Le cheval marchait au pas, se frayant un passage à travers les fourrés. Un tapis de feuilles et de mousse
amortissait ses pas. Son cavalier, vêtu d'un simple pantalon de peau, de grossières bottes de cuir, et
d'une vieille cape de fourrure élimée était assoupi, penché sur l'encolure de sa monture. Une lourde
hache accrochée à sa selle battait les flancs du cheval. Il rêvait. L’arène, la fuite, la poursuite. Quatre
jours. Quatre jours qu'il avait fuit, tuant deux gardes, volant un cheval. Quatre jours de galop effréné pour
mettre toujours plus de distance entre lui et sa horde de poursuivants. En voyant la vaste fôret, il n'avait
pas hésité. Depuis trois heures qu'il était à l'abri des grands chênes, il avait eu l'impression que la
poursuite acharnée avait cessé. Inexplicablement. Jamais un gladiateur n'avait réussi à s'enfuir. Les corps
sans vie de ceux qui avaient essayé était exposés longtemps au centre de l’arène, en exemple. Bercé par
le doux chant des feuillages et par le pas de sa monture fourbue, il s’était endormi.
Soudain, un lasso siffla et s'enroula autour du cou du cheval. Celui-ci se cabra, faisant vider les étriers
à son cavalier. En un éclair, de frêles silhouettes jaillirent de taillis environnants, tombèrent des
feuillages. L’acmène, malgré sa haute stature et sa puissante musculature fut immobilisé par des poignes
solides, une lame sous la gorge. Un vil elfe a l'air farouche s'approcha et dit sèchement quelques mots
dans sa langue. Les mains lâchèrent leur prise, et l’acmène put lentement se lever. Il dominait d'une
bonne tête le vieux chef.
"Mon nom est Ghân-buri-Ghân. Qui es-tu? Que fais tu dans la Foret Sacrée? " interrogea ce dernier,
nullement impressionné. Le fuyard comprit la fin de la poursuite. Les Elfes Sylvains. Quiconque
s'introduisait sur leur domaine était rapidement puni de mort. La crainte qu'ils inspiraient était ancrée au
plus profond de tous.
"Je suis poursuivi; je vous en prie laissez moi aller, je ne vous importunerai pas", dit-il calmement. Le
vieillard sourit durement :
"Plus personne ne te poursuit, fou, " il porta les yeux sur l'arme du guerrier et ajouta "Tu affronteras notre
meilleur danseur. Si tu survis, tu passeras."

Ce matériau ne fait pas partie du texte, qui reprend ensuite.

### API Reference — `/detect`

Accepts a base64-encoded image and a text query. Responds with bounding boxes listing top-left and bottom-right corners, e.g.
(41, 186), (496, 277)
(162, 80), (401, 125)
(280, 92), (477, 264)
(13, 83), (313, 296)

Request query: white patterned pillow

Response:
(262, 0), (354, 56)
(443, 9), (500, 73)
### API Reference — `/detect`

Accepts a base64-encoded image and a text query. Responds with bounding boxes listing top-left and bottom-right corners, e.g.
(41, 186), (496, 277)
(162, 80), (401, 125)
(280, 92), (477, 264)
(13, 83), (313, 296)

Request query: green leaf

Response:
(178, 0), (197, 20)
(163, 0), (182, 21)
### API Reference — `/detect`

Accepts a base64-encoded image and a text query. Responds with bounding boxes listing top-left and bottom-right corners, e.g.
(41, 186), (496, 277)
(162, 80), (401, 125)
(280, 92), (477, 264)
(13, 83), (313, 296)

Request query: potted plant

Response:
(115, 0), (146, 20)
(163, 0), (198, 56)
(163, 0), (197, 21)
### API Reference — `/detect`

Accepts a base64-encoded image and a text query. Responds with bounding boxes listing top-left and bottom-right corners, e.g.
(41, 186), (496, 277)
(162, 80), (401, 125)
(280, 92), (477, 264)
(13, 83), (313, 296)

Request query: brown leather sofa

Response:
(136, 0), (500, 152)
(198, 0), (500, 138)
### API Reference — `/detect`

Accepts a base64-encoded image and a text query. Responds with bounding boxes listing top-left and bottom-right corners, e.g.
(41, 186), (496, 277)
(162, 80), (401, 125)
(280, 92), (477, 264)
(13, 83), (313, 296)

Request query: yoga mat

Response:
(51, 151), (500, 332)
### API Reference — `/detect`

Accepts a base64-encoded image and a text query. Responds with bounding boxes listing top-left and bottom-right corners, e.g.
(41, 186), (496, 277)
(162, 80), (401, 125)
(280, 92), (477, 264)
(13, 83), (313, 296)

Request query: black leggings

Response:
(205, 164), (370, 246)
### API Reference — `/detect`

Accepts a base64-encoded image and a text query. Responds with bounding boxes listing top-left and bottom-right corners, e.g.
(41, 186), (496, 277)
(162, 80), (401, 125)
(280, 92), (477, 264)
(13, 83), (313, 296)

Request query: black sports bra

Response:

Il tourna le dos à l’acmène qui se trouva bientôt au centre d'un cercle constitué par ses assaillants. Une
Elfe de haute taille vint se placer face à lui. Elle était vêtue d'une légère cotte de maille et d'un très
ample pantalon vert et or. Sa chevelure rousse était attachée en une longue queue de cheval. Son visage
resplendissait de beauté. Ses yeux verts lançaient des éclairs. Des paroles entendues il y a longtemps lui
revinrent en mémoire :"Les danseurs de combat sylvains frappent aussi vite que le vent, et aussi fort que
le tonnerre. Personne n'a survécu à un combat avec l'un d'eux."
Il ramassa sa hache et dit :" J'ai vu trop de sang versé. Je ne veux pas me battre". La voix du chef tonna.

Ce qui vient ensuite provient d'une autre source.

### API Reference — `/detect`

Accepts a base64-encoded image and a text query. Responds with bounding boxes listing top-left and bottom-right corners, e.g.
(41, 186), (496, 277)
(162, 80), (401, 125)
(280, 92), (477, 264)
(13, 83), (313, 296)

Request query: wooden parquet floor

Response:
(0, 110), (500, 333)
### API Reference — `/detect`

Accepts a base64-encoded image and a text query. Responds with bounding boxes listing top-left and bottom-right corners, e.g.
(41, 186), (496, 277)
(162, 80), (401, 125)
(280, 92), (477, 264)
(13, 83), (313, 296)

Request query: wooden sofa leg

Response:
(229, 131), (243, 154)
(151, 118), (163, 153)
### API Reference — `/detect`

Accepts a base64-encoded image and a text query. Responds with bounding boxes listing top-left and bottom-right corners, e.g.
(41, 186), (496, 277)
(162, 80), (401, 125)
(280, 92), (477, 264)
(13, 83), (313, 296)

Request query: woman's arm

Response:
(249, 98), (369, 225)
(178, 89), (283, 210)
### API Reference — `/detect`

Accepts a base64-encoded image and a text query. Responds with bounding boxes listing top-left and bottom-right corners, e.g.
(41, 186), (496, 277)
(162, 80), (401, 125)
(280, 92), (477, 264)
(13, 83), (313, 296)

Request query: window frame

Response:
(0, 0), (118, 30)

" Serais tu lâche? tu n'as pas le choix!"
La danseuse de combat poussa un cri terrifiant et se jeta sur son adversaire en faisant tournoyer les deux
sabres qu'elle venait de dégainer. Jamais l'ancien gladiateur n'avait vu attaque plus foudroyante.
"Khorne, protège moi encore une fois", pria t il. Il para desesperement la pluie de coups qui s’abattait
sur lui. Le combat dura près d'un quart d’heure, l’acmène se protégeant comme il pouvait de sa hache,
l'elfe attaquant comme un furie. Les bras, le torse, le visage du guerrier se couvrait de longues estafilades
sanglantes. Tout a coup, l'elfe fit voler la hache d’un magistral coup de sabre et planta sa seconde lame
dans le cote de son adversaire. Celui ci cria, chancela et s’abattit face contre terre. La danseuse de
combat poussa un cri de triomphe en levant ses lames vers le ciel, acclamée et fêtée par ses compagnons.
Leur Grande Forêt n’était plus souillée par un intrus. Ils avaient encore une fois vaincu.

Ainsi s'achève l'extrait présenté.